На Печоре записан еще один текст — контаминированная былина об Илье Муромце (№ 49), — в котором калика перехожая предупреждает князя Владимира о нашествии «неприятеля со зятелком со Киршаком» (имя явно перенесено из сюжета «Василий Игнатьевич и Батыга»). Характеристика Василия Игнатьевича и некоторые другие мотивы использованы также в позднем былинном новообразии «Про Ваську про вора, про Захарова» (см. коммент. к № 267), а запев о турах — в былине «Добрыня и Калин-царь» (№ 101). Наконец, в сводном пересказе Бажукова в начале последней части «Илья Муромец и Батый-царь» чувствуется несомненное влияние сюжета «Василий Игнатьевич и Батыга», однако описание вражеского нашествия, имя татарского царя, прозвище богатыря «Василий-пьяница» явно позаимствованы из книги, а не из устной печорской традиции (подробнее см. наш коммент. к Прилож. II, № 7).

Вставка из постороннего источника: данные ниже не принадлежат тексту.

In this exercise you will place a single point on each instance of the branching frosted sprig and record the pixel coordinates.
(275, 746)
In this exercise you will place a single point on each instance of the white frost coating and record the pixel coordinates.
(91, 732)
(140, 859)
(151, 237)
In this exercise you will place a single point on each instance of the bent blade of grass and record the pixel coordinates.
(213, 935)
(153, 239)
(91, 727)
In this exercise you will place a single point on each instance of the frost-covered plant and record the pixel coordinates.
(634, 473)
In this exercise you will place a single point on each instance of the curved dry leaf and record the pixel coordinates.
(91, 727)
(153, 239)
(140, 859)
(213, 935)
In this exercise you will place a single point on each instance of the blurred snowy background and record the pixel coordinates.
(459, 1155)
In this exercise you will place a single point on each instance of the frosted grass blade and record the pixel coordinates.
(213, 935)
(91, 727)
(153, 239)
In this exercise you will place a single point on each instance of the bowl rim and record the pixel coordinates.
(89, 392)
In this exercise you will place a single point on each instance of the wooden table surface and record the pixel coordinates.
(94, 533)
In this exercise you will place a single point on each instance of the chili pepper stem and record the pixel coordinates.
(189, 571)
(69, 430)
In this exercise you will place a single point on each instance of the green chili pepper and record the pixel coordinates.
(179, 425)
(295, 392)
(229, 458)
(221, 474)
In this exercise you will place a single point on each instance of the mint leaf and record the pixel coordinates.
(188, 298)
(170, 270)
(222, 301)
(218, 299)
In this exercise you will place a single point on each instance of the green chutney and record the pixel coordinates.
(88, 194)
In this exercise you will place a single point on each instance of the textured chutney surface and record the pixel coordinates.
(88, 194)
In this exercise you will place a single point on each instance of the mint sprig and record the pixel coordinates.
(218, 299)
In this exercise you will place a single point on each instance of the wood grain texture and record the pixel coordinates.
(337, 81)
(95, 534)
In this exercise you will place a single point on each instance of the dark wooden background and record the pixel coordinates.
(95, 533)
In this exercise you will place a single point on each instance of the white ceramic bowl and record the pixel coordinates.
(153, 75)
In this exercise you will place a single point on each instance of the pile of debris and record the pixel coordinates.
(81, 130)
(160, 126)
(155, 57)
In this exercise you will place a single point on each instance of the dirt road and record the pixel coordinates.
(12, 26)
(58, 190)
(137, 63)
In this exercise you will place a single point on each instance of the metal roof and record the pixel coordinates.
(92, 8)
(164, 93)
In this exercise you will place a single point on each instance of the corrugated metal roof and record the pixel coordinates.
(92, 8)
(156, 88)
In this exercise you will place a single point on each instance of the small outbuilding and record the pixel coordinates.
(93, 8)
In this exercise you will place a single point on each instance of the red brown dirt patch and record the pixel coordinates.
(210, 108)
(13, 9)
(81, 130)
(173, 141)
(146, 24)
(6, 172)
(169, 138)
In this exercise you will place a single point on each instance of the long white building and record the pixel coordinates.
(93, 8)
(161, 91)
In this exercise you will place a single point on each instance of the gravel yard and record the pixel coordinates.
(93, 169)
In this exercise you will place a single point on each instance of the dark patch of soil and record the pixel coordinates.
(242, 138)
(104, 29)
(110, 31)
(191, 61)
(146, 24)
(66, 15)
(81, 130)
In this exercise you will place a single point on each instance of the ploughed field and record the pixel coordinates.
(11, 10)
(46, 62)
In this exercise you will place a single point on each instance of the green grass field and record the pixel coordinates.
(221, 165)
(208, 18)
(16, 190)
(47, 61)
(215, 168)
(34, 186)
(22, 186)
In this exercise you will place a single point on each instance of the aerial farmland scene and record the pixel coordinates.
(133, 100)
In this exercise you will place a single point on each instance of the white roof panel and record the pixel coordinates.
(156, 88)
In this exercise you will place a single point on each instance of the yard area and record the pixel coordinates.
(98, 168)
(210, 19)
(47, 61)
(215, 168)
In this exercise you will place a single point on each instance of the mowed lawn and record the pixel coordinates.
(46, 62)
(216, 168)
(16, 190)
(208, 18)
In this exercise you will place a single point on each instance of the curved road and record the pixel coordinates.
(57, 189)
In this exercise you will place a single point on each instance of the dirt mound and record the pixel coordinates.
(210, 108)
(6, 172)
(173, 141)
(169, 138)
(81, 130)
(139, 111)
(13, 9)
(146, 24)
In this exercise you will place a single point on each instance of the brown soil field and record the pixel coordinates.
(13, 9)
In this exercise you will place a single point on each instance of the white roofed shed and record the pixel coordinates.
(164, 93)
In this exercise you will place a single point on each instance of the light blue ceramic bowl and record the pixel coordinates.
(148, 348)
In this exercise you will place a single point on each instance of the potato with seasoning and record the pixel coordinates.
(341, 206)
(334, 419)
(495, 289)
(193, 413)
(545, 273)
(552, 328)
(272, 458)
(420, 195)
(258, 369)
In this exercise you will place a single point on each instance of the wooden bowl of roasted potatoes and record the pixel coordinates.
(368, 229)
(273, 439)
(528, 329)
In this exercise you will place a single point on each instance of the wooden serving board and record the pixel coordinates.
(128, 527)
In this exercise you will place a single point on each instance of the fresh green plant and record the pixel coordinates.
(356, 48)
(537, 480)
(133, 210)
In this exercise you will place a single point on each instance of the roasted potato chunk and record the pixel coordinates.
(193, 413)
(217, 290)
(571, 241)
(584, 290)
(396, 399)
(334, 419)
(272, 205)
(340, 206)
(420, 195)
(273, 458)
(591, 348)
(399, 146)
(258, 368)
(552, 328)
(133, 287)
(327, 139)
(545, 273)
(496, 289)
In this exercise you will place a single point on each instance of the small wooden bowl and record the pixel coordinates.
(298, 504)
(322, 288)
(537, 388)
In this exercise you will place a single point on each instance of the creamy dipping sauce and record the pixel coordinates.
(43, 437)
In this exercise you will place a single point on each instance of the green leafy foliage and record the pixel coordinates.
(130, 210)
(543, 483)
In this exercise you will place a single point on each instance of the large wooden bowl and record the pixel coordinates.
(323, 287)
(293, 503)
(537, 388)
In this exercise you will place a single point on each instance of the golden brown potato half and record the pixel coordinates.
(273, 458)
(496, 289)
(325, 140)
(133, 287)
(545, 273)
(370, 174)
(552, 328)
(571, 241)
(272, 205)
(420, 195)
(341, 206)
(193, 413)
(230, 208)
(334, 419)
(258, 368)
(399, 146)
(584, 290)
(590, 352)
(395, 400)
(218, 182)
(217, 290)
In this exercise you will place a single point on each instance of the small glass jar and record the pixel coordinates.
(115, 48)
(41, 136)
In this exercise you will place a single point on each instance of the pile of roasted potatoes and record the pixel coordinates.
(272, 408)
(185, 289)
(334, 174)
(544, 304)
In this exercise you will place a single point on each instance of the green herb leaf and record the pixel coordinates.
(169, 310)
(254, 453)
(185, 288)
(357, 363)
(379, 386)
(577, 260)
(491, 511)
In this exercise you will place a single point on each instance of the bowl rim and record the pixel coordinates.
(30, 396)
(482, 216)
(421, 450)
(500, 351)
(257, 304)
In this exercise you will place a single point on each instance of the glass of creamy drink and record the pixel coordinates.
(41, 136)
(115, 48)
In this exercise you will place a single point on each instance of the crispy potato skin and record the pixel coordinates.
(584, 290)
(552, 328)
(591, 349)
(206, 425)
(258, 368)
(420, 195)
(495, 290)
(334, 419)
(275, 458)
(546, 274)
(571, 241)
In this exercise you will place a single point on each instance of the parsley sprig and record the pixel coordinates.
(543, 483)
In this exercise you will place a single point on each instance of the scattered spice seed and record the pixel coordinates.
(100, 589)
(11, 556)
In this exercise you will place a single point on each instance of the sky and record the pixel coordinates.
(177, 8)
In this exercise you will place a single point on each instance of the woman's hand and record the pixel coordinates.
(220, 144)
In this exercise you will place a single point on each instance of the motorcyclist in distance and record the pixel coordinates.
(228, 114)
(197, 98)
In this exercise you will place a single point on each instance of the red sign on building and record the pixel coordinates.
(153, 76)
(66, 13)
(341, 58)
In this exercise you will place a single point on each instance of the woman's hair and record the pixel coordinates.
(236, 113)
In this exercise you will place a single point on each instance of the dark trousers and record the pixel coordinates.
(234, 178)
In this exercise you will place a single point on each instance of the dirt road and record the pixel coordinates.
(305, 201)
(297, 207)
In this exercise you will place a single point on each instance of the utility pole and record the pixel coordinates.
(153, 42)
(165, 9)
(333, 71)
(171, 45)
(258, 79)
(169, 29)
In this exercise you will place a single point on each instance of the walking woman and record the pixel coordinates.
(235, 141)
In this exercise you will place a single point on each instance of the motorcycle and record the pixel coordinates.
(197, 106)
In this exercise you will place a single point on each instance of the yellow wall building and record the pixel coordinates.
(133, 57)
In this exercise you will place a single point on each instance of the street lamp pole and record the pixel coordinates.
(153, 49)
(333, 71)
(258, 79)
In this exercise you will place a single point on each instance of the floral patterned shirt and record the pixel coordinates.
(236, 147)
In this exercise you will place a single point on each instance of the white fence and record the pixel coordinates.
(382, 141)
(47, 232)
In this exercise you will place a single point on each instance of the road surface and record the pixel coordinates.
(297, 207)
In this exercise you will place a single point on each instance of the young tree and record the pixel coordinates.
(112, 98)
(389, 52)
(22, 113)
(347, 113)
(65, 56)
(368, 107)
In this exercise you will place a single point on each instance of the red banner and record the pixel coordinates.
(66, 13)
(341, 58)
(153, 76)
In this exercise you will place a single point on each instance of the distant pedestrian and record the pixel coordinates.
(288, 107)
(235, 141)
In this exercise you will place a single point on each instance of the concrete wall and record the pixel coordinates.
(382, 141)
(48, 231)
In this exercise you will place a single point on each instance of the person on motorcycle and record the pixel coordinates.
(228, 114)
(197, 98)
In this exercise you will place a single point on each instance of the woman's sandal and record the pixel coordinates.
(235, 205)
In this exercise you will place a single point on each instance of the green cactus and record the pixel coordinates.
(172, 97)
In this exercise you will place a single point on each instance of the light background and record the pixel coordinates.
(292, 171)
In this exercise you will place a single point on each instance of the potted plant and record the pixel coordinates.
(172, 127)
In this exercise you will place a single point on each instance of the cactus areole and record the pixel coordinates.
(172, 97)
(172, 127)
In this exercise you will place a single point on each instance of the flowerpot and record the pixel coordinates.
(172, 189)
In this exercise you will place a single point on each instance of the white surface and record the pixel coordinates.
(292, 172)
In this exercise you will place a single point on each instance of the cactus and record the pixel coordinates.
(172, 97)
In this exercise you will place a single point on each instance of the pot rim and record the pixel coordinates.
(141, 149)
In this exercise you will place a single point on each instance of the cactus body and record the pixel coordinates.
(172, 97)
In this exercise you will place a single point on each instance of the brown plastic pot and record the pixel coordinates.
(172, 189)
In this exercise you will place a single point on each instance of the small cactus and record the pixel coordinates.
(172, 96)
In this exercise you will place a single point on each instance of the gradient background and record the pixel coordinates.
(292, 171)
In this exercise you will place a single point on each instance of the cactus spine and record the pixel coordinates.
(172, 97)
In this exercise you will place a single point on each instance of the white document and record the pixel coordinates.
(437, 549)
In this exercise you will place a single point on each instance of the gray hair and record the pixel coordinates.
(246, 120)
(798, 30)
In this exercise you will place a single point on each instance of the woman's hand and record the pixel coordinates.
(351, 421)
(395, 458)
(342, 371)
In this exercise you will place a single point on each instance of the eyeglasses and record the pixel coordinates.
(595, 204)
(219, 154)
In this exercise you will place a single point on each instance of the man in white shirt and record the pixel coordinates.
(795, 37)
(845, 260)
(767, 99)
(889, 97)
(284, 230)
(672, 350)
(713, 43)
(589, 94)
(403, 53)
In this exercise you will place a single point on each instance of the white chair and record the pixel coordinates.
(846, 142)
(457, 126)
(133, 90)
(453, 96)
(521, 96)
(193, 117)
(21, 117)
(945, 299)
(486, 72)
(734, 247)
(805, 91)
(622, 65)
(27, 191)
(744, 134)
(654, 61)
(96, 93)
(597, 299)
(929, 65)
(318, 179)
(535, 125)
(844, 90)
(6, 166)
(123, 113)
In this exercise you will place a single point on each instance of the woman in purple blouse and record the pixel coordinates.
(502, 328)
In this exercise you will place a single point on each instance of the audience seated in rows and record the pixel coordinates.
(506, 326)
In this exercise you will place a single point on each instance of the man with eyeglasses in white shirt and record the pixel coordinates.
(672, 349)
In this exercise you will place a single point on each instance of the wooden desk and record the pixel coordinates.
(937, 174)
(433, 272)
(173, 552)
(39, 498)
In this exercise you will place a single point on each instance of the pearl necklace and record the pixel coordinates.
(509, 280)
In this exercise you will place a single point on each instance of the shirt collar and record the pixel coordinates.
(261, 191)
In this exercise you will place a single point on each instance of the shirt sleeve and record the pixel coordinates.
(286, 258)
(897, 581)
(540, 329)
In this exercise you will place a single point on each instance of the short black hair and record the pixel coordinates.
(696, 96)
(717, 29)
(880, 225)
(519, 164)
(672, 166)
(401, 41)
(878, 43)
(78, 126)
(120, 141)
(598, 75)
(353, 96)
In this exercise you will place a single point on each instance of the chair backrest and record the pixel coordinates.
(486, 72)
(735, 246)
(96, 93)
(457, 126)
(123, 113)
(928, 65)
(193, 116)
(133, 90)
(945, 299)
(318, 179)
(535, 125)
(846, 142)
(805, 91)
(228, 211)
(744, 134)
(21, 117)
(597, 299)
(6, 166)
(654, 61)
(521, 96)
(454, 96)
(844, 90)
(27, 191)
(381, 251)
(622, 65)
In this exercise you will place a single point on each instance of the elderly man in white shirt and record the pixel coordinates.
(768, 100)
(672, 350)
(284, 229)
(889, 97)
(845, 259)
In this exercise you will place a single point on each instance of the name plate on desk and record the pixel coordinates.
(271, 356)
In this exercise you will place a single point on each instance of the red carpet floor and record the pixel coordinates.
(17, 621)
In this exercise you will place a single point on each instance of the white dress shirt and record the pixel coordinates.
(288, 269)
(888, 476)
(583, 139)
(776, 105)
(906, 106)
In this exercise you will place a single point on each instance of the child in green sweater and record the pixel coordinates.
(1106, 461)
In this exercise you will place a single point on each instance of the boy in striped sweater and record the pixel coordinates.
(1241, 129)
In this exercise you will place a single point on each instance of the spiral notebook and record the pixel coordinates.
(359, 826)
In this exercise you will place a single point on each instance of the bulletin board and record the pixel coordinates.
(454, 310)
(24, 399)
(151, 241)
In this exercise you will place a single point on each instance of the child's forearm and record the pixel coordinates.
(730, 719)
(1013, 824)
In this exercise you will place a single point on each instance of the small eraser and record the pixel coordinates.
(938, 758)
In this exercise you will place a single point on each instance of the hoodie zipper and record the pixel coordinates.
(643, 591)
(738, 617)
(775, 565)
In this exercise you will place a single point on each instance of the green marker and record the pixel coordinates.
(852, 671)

Приведенные выше факты свидетельствуют об интенсивной «диффузии» былинных сюжетов, о неоднократных попытках печорских сказителей ввести отдельные имена, мотивы и формулы из былины о Василии Игнатьевиче в другие эпические песни о татарском нашествии. Возможно, этот процесс отчасти был вызван забвением сюжета «Василий Игнатьевич и Батыга» в его классических формах — не случайно на реке Пижме, где он хорошо сохранился, не записано ни одного текста переходного типа. Следует отметить, что печорские певцы были не одиноки в своем стремлении использовать удачные художественные образы из былины о Василии Игнатьевиче [с. 473:] в родственных по тематике и идейной направленности сюжетах. И в других районах бытования русского эпоса зафиксированы единичные тексты такого рода (см. КД, 25; Рыбн., 7; Гильф., 138, 186; Григ., II, 64; III, 115 и др.).

[с. 478:]

№ 211

ПИЯЛИ, КЗ, МФ, 509.6 «Туры».

Зап. Балашовым Д. М.: дек. 1964 г., д. Рощинский Ручей Усть-Цилемского р-на — от Поздеевой Татьяны Ивановны, 79 лет.

Начало запева о турах из былины «Василий Игнатьевич и Батыга».